Open a terminal on your local computer and copy the yolov8s.hef file to the Raspberry Pi. Replace placeholders with your actual paths and username. The user on the Raspberry Pi needs write permissions to the destination path.

scp /path/to/local/yolov8s.hef USERNAME@RASPBERRYPI_IP:/home/hailo/hailo-rpi5-examples/resources/

2. Configure Labels (on Raspberry Pi):

Navigate to the resources folder on your Raspberry Pi. Create a new JSON file named yolov8s_labels.json and adjust the following settings:

  • detection_threshold: This value determines the minimum confidence score for a detection to be considered valid (default 0.5).
  • max_boxes: This defines the maximum number of detections to be displayed (default 200).
  • labels: This is a list containing the actual class names for your model (replace with your specific classes).
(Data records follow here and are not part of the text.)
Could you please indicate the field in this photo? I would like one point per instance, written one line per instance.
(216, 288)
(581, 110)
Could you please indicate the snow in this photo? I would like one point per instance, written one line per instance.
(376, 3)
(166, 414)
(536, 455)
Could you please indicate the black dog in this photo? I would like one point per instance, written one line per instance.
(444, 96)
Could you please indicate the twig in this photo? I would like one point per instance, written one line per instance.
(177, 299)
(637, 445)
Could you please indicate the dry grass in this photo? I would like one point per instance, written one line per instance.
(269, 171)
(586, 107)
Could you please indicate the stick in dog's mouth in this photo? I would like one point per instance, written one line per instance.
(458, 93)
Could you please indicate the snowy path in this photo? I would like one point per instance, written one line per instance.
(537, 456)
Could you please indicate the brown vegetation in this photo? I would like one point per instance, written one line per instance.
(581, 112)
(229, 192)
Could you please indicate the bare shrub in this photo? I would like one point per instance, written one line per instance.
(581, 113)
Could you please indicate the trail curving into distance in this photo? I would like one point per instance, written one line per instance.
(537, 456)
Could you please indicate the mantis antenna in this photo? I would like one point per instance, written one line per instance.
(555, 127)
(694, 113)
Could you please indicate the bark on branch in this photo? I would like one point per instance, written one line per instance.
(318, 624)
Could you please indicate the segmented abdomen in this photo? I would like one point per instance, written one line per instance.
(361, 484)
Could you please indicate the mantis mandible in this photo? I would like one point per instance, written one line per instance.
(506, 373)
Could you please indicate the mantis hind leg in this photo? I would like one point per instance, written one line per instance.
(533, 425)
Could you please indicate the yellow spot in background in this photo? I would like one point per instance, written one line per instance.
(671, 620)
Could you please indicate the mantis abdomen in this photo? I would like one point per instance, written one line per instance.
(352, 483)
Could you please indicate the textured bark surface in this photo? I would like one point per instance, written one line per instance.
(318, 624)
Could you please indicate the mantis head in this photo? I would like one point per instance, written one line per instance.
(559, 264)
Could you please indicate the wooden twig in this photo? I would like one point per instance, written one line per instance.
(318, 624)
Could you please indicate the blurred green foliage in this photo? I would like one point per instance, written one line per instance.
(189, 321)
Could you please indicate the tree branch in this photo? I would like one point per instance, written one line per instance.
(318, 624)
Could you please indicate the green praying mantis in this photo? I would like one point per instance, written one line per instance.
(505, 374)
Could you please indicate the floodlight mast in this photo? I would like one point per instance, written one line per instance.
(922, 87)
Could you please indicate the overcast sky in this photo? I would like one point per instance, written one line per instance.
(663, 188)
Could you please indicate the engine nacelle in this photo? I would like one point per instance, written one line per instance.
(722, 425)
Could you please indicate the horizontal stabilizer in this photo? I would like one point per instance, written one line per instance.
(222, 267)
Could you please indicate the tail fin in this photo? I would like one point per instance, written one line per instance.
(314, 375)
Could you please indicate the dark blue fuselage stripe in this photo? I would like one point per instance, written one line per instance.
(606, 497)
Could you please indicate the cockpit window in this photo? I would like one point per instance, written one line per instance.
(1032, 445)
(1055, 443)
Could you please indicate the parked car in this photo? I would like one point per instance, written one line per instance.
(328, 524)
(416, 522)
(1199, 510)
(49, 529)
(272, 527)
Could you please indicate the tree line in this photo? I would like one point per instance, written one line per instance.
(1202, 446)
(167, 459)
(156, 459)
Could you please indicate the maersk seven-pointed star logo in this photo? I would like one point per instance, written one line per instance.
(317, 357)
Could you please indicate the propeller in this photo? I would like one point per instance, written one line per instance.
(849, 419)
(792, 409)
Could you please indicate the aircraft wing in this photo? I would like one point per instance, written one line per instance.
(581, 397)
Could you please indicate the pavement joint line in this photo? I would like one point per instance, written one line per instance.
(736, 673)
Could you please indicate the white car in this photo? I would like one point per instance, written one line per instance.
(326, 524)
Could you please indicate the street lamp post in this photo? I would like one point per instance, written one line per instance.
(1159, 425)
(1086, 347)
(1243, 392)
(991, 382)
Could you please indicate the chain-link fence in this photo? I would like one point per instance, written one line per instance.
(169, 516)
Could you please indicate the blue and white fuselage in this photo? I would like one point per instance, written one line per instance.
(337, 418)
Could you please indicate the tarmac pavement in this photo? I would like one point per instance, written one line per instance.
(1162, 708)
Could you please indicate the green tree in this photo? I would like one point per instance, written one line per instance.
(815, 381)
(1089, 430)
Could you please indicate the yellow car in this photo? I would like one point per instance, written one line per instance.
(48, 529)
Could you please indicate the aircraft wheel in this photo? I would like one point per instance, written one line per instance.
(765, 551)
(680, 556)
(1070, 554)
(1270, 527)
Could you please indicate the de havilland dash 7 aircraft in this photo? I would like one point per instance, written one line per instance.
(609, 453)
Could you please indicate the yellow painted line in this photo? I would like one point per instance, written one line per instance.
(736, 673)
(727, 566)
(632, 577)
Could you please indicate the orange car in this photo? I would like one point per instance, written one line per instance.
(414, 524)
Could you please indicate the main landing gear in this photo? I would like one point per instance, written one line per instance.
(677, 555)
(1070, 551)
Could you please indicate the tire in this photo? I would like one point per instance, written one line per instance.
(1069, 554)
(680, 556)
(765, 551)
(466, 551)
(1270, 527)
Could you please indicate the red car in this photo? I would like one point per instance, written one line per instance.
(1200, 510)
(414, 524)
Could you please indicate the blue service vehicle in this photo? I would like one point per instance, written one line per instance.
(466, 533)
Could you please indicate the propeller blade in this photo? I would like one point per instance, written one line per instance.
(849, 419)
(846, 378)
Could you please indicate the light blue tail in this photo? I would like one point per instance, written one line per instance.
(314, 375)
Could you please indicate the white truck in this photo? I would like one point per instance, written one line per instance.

Save this JSON file under /home/hailo/hailo-rpi5-examples/resources/yolov8_labels.json. Example yolov8s_labels.json:
{
    "detection_threshold": 0.5,
    "max_boxes":200,
    "labels": [
      "Vespa_velutina",
      "Vespa_crabro",
      "Vespula_vulgaris"
    ]
}

3. Run Inference:

Navigate back to the hailo-rpi5-examples directory and source your Hailo virtual environment:

source setup_env.sh

Run your model (rename yolov8s.hef and yolov8_labels.json to a more descriptive name). This will utilize the Hailo-8L accelerator to perform object detection using your YOLOv8 model on the Raspberry Pi camera input.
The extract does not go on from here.